For a drug development company with no product to sell, marketing should be on the bottom of the priority list.

Spend that money on a winter retreat in Tahoe with the team or a feverish night out on the town. Wait until you have results to do a full-on marketing push. If the data is real, the term sheet will write itself.

4. Buy Used or Splurge.

micropipettes, and more. Think carefully, but spend generously on things that are essential for your company’s operations and data output. The minor headaches and time loss adds up after a while.  

5. PhDs aren’t Managers, Executives, or Bosses. So learn how to be one, fast.

Many biotech founders are around 30yrs old, mostly because they did a PhD which takes 4-6yrs to complete. They’re often very smart and can be more mature than first-time tech CEOs, owing mostly to age. But just because they’re older and have a PhD, doesn’t guarantee that they’re going to be good CSOs, or even managers for that matter.

A PhD can often be an isolating endeavor, and the collaborative nature of biotech startups may be a culture shock to a PhD who now must lead a small company. Leadership, entrepreneurship, and management are skills that are taught through studying and practice, just like science.

Thankfully, you don’t need to go to business school to learn most of it. Just read books, and learn through intentional trial and error. Start with the books listed above – they’re some of the most canonical books for founders.  

6. AI is a tool, not the answer.

This is not the decade of end-to-end in silico drug discovery. Our biological data we have is incredibly flawed, and the “LLM and ML algorithms” shouldn’t be trusted on their own yet. There seems to be several AI/ML-drive drug discovery startups that are getting traction and funding nowadays, but I stay skeptical of their capability to generate translatable therapeutics.

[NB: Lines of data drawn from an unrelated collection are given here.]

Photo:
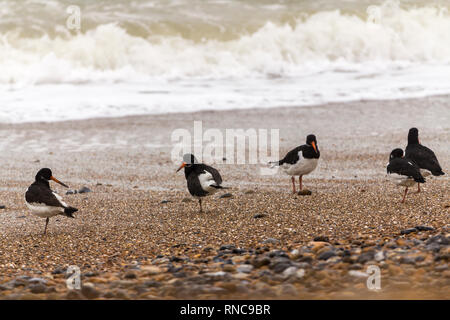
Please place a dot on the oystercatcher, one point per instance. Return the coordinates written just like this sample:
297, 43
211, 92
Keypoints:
422, 156
403, 171
300, 161
42, 201
202, 180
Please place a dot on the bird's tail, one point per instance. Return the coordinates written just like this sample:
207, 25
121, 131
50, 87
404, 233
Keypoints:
420, 179
274, 164
438, 173
69, 210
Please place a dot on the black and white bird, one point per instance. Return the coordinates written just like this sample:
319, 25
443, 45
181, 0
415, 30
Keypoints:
300, 161
403, 171
422, 156
42, 201
202, 180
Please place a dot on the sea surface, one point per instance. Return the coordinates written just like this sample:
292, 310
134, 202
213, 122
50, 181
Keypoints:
158, 56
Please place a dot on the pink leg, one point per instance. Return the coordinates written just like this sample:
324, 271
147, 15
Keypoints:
404, 196
293, 184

7. Sleep a lot, workout, get a therapist and/or coach.

“Grind til you die” is overrated. Don’t sleep when you die. There’s always going to be moments of intense 20hrs/day crunch-period at your startup, especially in the early days. Yes, startups often survive on their own momentum, especially in the early days (years). But the reality is, in the long run, you need to take care of yourself probably more than anyone else. Not just physically, but mentally too.

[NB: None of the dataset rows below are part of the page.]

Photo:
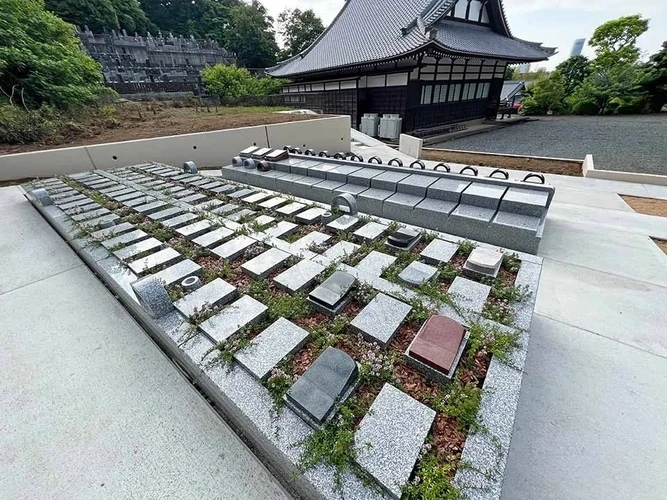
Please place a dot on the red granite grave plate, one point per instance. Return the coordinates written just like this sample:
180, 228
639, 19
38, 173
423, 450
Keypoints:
438, 342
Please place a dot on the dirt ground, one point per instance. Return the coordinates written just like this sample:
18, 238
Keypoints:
132, 120
525, 164
648, 206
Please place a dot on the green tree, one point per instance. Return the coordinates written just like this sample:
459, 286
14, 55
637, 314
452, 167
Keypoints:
299, 30
655, 80
250, 35
41, 61
546, 96
574, 70
615, 42
615, 89
96, 14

But unlike tech companies, your milestones are centered around scientific de-risking and where your therapeutic places in the clinical development landscape. This isn’t easy, and you’ll need to think through experiments to the last possible failure mode.

Set yourself up to perform at your mental and physical peak. Get a gym membership, blackout curtains, leadership coach, therapist, whatever you need. Your board will probably be happy that you use a few hundred $/month of their money to make you the best CEO possible.

8. You never know where the money’s coming from – Ask about your LPs.

You can usually trace the money trail back up from Startup -> Venture Capital Fund -> Limited Partners (LPs).

LPs can be governments, sovereign wealth funds, pension funds, etc. Basically, super rich people/groups. Every founder and SWE nowadays in the valley knows the definition, but what many founders don’t do is ask who their fund’s LPs are. It’s like asking your friend how much money they make: awkward, a little invasive, and sometimes unimportant.

But I’d argue that it’s very important for a biotech founder, particularly because they’re in it for the long haul. Unlike many tech startups, you’ll put in over 10 years of your blood, sweat and tears; and at the end of it, someone gonna getting paid, a lot, for your hard work. I think the last thing you’d want is to learn that after 15yrs you made a small fortune for a North Korean oil tycoon.

Ask about your LPs especially if you’re just curious – you never know where the money’s coming from.

9. I ran out of things to say and I didn’t want to write filler… so here’s a poem I liked this week:

Put out my eyes, and I can see you still,
Slam my ears to, and I can hear you yet;
And without any feet can go to you;
And tongueless, I can conjure you at will.
Break off my arms, I shall take hold of you
And grasp you with my heart as with a hand;
Arrest my heart, my brain will beat as true;
And if you set this brain of mine afire,
Then on my blood-stream I yet will carry you.